For development, docker compose up -d is enough. For production, proof server deployment is an architecture decision: who runs it, where, with what trust model. If you're building a web DApp, the proof server might run client-side (via WebAssembly, eventually) or on a trusted backend. Either way, whoever runs the proof server sees the pre-proof data.

Proof Generation vs Cardano Transaction Building

Aspect

Cardano Transaction Building

Midnight Proof Generation

What it produces

A signed transaction with visible inputs/outputs

A ZK proof that hides private inputs

Where it runs

Your machine (off-chain code)

Your machine (proof server)

What it needs

UTXOs, datums, signing keys

Circuit, witness data, current state

Time

Milliseconds to seconds

Seconds to tens of seconds

Output size

Variable (depends on tx complexity)

~5KB (constant, regardless of complexity)

What the network does

Re-executes the validator script

Checks the proof (no re-execution)

Network cost

ExUnits (CPU + memory)

Proof verification (~6ms)

Privacy

None — all inputs visible

Full — private inputs never leave your machine

The fundamental tradeoff: Cardano makes the user's experience fast (quick tx building) at the cost of public data.

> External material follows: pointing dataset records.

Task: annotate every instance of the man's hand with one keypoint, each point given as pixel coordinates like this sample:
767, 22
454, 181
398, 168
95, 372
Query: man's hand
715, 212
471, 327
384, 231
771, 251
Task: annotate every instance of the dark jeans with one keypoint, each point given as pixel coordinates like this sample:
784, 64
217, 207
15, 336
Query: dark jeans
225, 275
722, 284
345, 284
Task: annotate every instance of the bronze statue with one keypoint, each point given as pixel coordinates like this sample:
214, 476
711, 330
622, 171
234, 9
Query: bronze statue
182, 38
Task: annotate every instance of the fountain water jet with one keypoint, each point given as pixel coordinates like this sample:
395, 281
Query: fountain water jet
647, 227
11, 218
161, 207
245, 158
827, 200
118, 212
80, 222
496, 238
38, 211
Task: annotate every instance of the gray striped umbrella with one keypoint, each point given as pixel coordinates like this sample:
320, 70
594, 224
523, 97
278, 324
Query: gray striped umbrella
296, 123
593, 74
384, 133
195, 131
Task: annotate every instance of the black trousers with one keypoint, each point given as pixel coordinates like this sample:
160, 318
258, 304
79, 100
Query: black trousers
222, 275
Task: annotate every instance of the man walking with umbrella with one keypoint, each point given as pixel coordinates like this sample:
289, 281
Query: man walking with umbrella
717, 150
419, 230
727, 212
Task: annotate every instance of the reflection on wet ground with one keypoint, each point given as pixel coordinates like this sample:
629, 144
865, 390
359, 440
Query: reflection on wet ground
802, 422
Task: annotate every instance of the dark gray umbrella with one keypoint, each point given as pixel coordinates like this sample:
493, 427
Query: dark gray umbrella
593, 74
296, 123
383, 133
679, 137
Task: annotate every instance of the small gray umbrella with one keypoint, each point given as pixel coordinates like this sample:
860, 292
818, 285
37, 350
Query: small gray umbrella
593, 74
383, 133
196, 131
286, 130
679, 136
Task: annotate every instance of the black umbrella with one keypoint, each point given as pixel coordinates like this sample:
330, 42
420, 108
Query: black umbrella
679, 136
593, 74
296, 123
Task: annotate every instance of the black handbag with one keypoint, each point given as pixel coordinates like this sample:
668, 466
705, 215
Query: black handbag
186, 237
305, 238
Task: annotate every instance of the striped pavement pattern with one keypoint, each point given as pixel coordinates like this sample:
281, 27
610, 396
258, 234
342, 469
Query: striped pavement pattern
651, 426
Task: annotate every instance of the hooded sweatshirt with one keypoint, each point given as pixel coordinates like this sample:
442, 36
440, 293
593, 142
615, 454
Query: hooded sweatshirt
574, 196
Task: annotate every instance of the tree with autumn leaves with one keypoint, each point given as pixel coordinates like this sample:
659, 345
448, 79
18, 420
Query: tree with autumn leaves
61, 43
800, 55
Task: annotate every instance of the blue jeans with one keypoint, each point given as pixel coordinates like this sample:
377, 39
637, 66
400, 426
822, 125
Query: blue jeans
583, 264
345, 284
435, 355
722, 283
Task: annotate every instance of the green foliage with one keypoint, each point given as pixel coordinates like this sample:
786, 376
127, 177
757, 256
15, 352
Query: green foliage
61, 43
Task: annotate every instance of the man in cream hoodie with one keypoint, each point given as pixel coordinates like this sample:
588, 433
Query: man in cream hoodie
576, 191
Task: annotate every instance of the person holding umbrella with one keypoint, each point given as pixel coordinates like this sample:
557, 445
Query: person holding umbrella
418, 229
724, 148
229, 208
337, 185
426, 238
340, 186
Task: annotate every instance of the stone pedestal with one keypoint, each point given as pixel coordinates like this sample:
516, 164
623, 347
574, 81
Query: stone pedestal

Midnight makes the user's experience slower (proof generation) in exchange for private data.

Questions to Consider

• Proof generation takes ~1.2 seconds for a simple circuit and will take longer for complex ones. At what circuit complexity does this become a UX problem? What's the threshold where users stop waiting?
• The proof server sees your private inputs. For a voting app, it sees your vote. For a credential app, it sees your credentials. If the proof server ran on a third-party server (to avoid users running Docker), what trust model would you need?
• On Cardano, you can predict ExUnits before submitting. On Midnight, proof generation time is harder to predict — it depends on circuit complexity and hardware. How would you communicate this uncertainty to users?

What's Next

Module 101 is complete. You've scaffolded a project (101.1), identified its components and their Cardano equivalents (101.2), and understood proof generation (101.3). Module 102 goes deeper into Midnight's architecture — the dual-state model, Kachina transcripts, and the partner chain relationship.

Conversation Starters

A product manager asks: "Why does our Midnight app take 60 seconds to confirm a transaction when Cardano takes 25?"

Explain:

• Where the extra time goes (proof generation, not block time — Midnight blocks are actually faster)
• What the user gets in return (privacy — their inputs never leave their machine)
• What the network gains (fast verification instead of full re-execution)
• How this might improve (faster proof servers, WebAssembly provers, hardware acceleration)

Frame it as a tradeoff, not a limitation. The proof generation time IS the privacy feature — it's the computation that makes private data verifiable without being visible.